We're near the end of the third year now and are hoping that by fully funding two years followed by two years at half funding, we can enlist the support of other funders to keep the program going. It's easy to imagine that the 400 young people who have been touched by the program today might be 800 or 1,000 in a few years. We would be happy to discuss ways to engage anyone in the funding community who is interested in STEM projects; we want to get them excited about a program that we are obviously very excited about ourselves.

How much can the program grow? When we were first talking about it, I had a quiet thought that every city of any significant size has a number of institutions that could adapt the core elements of this program. It would be wonderful if a host of other science-based institutions around the country decided to deliver this kind of experience to disadvantaged young people in their geographic areas. We'd be eager to share our thoughts.

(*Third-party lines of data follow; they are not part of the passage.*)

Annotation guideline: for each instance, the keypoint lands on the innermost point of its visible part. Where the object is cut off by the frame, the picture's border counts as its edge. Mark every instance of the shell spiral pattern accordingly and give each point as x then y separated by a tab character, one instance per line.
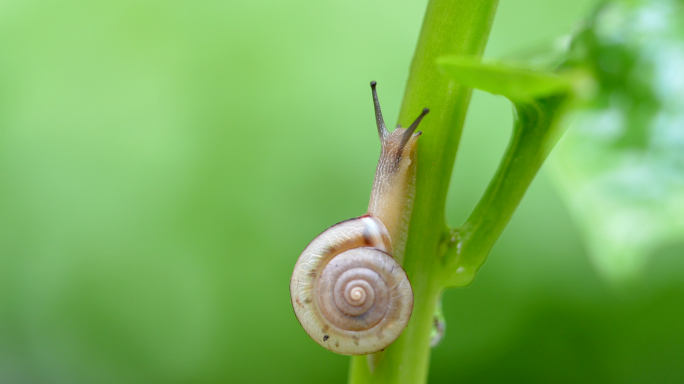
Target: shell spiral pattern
349	294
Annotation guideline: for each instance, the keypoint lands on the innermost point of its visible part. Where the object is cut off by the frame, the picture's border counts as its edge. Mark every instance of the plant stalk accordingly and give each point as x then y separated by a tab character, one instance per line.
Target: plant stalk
450	27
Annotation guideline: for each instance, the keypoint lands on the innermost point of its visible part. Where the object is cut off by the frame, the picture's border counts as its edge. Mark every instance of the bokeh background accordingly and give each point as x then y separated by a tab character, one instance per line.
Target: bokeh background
163	164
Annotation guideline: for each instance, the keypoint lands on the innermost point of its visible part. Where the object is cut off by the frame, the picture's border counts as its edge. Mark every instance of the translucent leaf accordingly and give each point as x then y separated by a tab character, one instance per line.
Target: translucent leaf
514	83
620	167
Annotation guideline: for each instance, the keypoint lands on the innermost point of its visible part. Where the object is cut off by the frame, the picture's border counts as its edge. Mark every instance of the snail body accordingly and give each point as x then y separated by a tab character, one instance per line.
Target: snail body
348	289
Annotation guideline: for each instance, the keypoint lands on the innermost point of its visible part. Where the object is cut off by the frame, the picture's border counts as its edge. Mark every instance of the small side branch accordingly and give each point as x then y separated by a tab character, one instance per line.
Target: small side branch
536	131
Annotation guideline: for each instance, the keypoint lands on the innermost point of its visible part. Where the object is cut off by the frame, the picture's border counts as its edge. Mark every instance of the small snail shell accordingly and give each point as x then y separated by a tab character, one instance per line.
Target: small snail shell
348	289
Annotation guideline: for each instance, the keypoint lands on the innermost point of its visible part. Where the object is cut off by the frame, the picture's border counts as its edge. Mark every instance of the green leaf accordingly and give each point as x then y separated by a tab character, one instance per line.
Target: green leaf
620	168
514	83
540	99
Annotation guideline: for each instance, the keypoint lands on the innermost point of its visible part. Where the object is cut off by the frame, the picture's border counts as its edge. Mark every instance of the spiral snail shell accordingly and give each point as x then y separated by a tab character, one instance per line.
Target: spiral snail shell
348	289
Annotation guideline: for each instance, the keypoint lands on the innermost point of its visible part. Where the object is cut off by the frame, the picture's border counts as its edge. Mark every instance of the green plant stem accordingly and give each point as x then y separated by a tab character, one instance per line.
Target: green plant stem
536	131
450	27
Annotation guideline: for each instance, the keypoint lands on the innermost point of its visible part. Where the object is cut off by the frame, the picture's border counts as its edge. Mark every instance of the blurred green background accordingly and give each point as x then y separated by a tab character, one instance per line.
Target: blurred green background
163	164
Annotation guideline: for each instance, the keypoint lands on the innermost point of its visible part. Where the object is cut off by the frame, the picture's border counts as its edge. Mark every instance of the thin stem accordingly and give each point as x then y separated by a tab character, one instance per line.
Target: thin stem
450	27
536	131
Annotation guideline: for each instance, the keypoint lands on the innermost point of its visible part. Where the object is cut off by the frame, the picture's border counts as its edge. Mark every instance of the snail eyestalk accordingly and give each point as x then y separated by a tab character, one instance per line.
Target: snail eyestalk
382	129
412	128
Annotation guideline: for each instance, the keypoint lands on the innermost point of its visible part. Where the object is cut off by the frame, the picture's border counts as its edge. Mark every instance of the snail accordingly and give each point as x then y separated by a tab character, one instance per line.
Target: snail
348	289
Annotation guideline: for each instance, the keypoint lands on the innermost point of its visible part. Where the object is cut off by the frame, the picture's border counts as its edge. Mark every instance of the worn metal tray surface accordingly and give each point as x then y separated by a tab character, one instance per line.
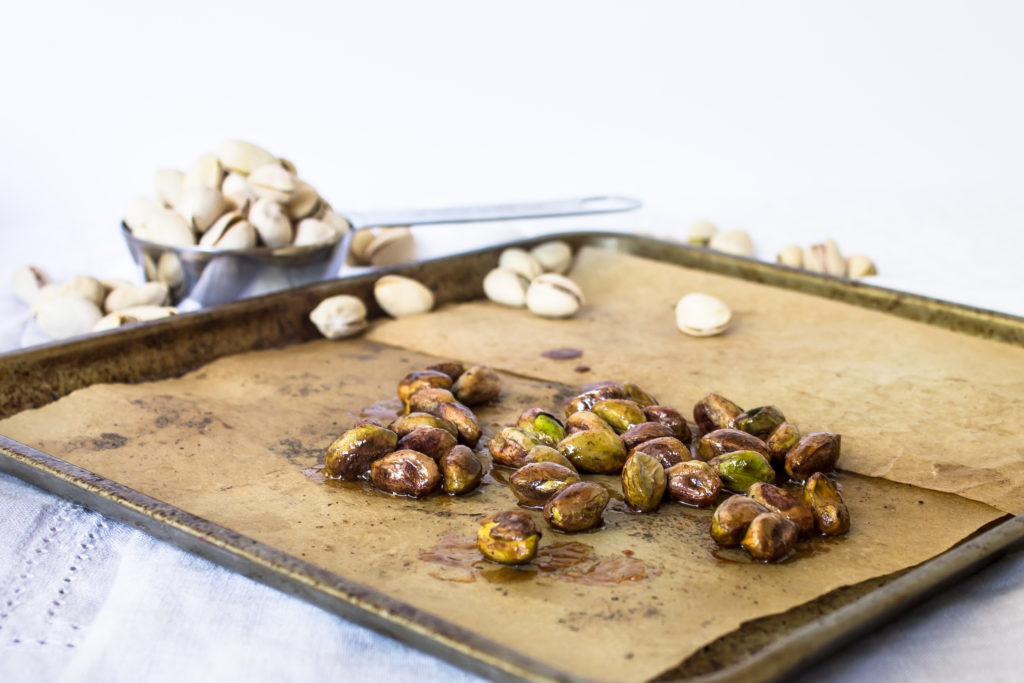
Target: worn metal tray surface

Another major Pinkerton initiative is a neighborhood literacy project. Two years ago our senior program officer, Laurie Dien, organized a meeting of a number of literacy programs we had supported, along with representatives of the city's three library systems. We were surprised by how few of the people around the table knew each other. We talked about the creation of a learning community and potential projects that would increase the level of coordination among these groups. Our goal was not to change the way these organizations work, but to make sure that they were working together in a collaborative way.

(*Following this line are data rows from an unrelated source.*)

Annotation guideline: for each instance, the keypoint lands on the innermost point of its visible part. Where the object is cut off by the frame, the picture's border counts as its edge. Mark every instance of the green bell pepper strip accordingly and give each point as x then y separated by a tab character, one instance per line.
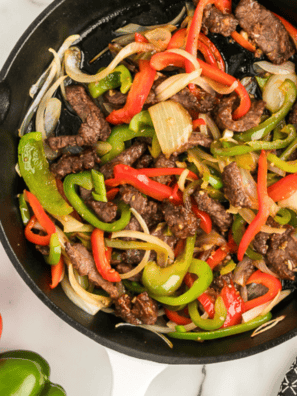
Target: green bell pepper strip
24	210
120	77
220	333
238	229
84	179
34	169
133	286
119	135
55	250
205	277
99	186
165	281
259	132
162	253
255	145
283	216
209	324
26	373
289	166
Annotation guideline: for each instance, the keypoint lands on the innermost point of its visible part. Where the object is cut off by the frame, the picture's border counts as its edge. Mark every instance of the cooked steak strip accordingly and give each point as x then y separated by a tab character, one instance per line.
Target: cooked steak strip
266	30
82	260
74	163
127	157
139	310
217	22
223	114
233	187
93	127
181	221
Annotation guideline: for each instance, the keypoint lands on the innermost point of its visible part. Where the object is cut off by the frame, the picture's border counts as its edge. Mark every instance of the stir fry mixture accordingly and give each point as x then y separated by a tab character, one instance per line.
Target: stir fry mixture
173	205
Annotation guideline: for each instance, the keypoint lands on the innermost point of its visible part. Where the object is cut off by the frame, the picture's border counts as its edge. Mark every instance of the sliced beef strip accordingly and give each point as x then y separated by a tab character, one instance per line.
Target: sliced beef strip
74	163
233	187
127	157
217	22
93	127
138	310
202	103
216	210
181	221
163	162
266	30
223	114
82	260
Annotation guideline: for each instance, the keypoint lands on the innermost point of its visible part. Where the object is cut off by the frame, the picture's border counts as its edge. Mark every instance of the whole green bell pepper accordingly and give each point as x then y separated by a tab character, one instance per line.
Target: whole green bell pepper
34	169
26	373
165	281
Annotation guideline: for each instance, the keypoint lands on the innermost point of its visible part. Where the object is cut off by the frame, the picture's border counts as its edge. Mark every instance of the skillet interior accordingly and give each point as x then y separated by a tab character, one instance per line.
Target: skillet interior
27	61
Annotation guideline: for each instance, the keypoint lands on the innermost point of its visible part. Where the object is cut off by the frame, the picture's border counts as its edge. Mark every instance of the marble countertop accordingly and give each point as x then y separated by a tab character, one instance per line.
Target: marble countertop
79	364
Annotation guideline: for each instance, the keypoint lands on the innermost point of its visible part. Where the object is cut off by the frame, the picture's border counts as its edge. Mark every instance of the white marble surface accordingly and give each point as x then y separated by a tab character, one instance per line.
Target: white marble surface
80	365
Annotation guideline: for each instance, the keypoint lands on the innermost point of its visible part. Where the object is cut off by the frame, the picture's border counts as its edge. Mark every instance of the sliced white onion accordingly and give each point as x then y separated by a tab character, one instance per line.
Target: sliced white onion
89	308
144	237
146	256
73	59
272	95
97	300
284	68
173	125
174	84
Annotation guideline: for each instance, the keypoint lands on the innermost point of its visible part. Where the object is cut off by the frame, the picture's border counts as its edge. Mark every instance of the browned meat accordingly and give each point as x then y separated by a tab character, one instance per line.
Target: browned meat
163	162
196	139
106	211
217	22
148	209
266	30
74	163
144	162
142	309
127	157
82	260
216	210
115	98
93	127
204	103
233	187
223	114
282	254
181	221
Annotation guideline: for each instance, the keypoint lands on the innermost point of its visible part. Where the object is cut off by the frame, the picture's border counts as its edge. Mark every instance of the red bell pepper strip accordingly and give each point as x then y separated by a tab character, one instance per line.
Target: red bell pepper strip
264	205
139	38
57	272
176	318
234	304
220	61
283	188
218	256
271	282
243	42
101	261
178	40
153	172
40	214
124	174
289	28
42	240
137	95
205	220
162	60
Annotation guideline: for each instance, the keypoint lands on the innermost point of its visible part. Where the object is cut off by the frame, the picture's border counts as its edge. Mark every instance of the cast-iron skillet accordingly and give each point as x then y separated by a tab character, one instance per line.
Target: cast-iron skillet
96	19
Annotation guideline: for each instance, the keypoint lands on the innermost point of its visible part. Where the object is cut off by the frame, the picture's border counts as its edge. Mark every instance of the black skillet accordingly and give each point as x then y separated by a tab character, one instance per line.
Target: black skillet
96	20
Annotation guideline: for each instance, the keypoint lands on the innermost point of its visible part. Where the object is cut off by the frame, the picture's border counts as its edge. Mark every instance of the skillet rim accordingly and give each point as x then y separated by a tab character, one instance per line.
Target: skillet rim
105	342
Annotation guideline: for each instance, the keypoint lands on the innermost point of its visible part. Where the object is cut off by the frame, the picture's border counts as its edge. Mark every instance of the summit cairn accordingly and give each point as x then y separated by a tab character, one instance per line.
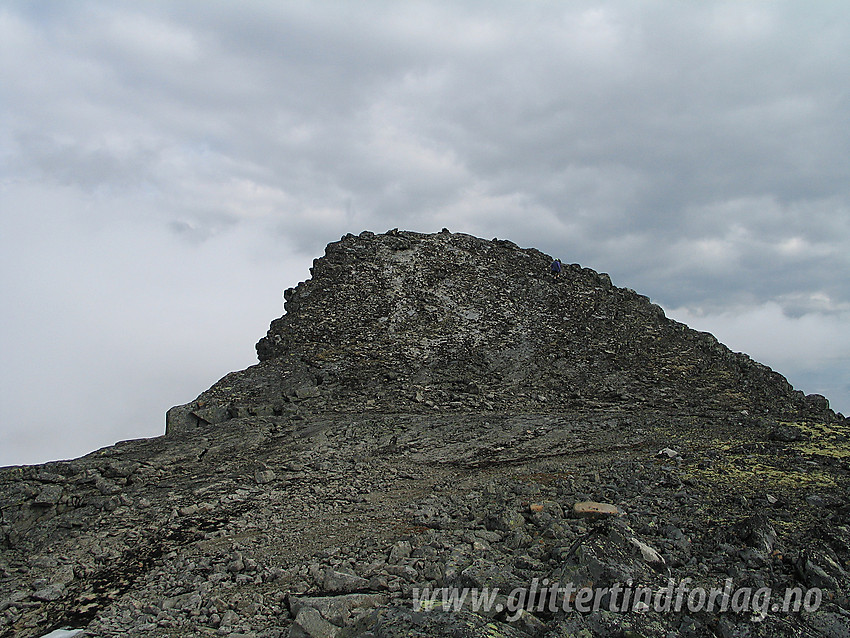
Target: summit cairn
437	414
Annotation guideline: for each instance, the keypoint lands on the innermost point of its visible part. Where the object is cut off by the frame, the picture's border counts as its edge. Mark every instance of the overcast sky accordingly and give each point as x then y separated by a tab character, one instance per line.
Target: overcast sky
168	168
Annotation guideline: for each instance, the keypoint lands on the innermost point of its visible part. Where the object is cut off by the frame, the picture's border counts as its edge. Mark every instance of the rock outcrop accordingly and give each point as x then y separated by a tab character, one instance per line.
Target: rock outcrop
436	411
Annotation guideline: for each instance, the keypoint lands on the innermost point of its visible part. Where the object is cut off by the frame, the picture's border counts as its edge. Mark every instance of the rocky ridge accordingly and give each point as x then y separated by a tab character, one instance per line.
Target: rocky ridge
432	411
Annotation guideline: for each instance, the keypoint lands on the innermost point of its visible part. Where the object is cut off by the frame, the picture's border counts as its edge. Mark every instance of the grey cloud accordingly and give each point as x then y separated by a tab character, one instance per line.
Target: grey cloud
698	152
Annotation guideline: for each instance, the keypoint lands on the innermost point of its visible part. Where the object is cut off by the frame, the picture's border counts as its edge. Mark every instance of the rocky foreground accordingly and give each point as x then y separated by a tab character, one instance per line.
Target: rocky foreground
434	411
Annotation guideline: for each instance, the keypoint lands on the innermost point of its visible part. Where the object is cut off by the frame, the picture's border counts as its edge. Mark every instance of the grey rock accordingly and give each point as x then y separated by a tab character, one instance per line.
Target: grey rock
310	624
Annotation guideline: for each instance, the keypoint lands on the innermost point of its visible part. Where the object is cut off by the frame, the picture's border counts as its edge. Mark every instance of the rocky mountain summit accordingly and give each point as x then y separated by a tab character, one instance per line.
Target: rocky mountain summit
436	416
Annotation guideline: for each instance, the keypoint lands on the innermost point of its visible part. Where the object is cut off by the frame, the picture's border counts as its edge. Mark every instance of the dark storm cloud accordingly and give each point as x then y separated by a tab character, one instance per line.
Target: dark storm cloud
696	151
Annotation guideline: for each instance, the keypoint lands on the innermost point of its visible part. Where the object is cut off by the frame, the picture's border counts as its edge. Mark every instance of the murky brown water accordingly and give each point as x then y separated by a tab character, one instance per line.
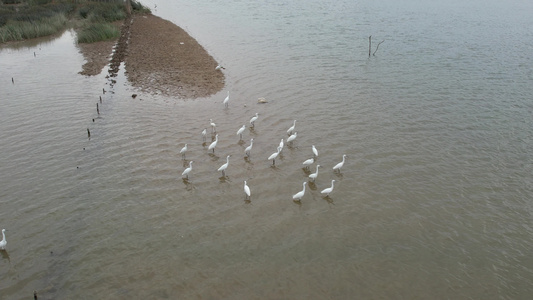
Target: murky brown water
432	202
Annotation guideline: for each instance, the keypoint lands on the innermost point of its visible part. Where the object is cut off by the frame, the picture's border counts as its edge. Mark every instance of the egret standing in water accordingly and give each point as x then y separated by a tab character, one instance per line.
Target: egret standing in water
292	137
3	242
249	148
291	129
298	196
204	133
187	171
224	166
315	152
213	125
253	119
182	151
247	190
328	190
226	101
338	166
308	162
213	144
240	131
314	175
273	156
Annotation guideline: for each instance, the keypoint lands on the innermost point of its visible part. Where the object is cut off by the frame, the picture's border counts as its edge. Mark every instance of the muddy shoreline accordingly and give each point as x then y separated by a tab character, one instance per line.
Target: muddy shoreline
160	58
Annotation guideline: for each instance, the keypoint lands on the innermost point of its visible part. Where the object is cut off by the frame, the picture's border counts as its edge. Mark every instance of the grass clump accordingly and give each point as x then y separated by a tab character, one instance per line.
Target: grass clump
26	19
20	30
98	32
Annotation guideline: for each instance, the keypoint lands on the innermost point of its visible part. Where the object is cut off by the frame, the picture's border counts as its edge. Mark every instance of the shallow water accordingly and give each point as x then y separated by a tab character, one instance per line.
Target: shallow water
432	202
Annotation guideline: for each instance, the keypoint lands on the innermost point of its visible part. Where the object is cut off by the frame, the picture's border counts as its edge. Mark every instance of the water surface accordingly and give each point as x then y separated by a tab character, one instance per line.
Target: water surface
432	202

The first program out of the blocks is South Jamaica Reads. Coordinated by Literacy Inc., the process begins with two programs that work with low income parents of infants and toddlers to stress the importance of reading and school readiness. These efforts in turn feed into other literacy and tutoring programs in the schools and the surrounding community. Ten organizations in all are at work on the project. If successful, the entire campaign will develop a culture of reading in South Jamaica, Queens and create much needed consistency in the help that is offered to struggling readers.

We're concentrating a lot of existing resources on one community to see if we can move the needle. To me, one of the most exciting aspects of this initiative is the community engagement. More than 30 businesses have already signed on to give discounts to parents and program participants who show their South Jamaica Reads "passport." Parents have been trained as volunteers to tutor in the schools. Traffic at the neighborhood's branch libraries is up in a dramatic way, and we have made it possible for one of the branches to open on Saturdays and hire a full-time children's specialist.

If we see the kind of student progress and continuing community engagement that we hope for, then we would like to extend this model to other communities. Each of the programs involved has its own funding base, and as we consider opportunities in Brooklyn and the Bronx, we will be encouraging other funders to think about ways that they can help to enhance collaboration in the early literacy space."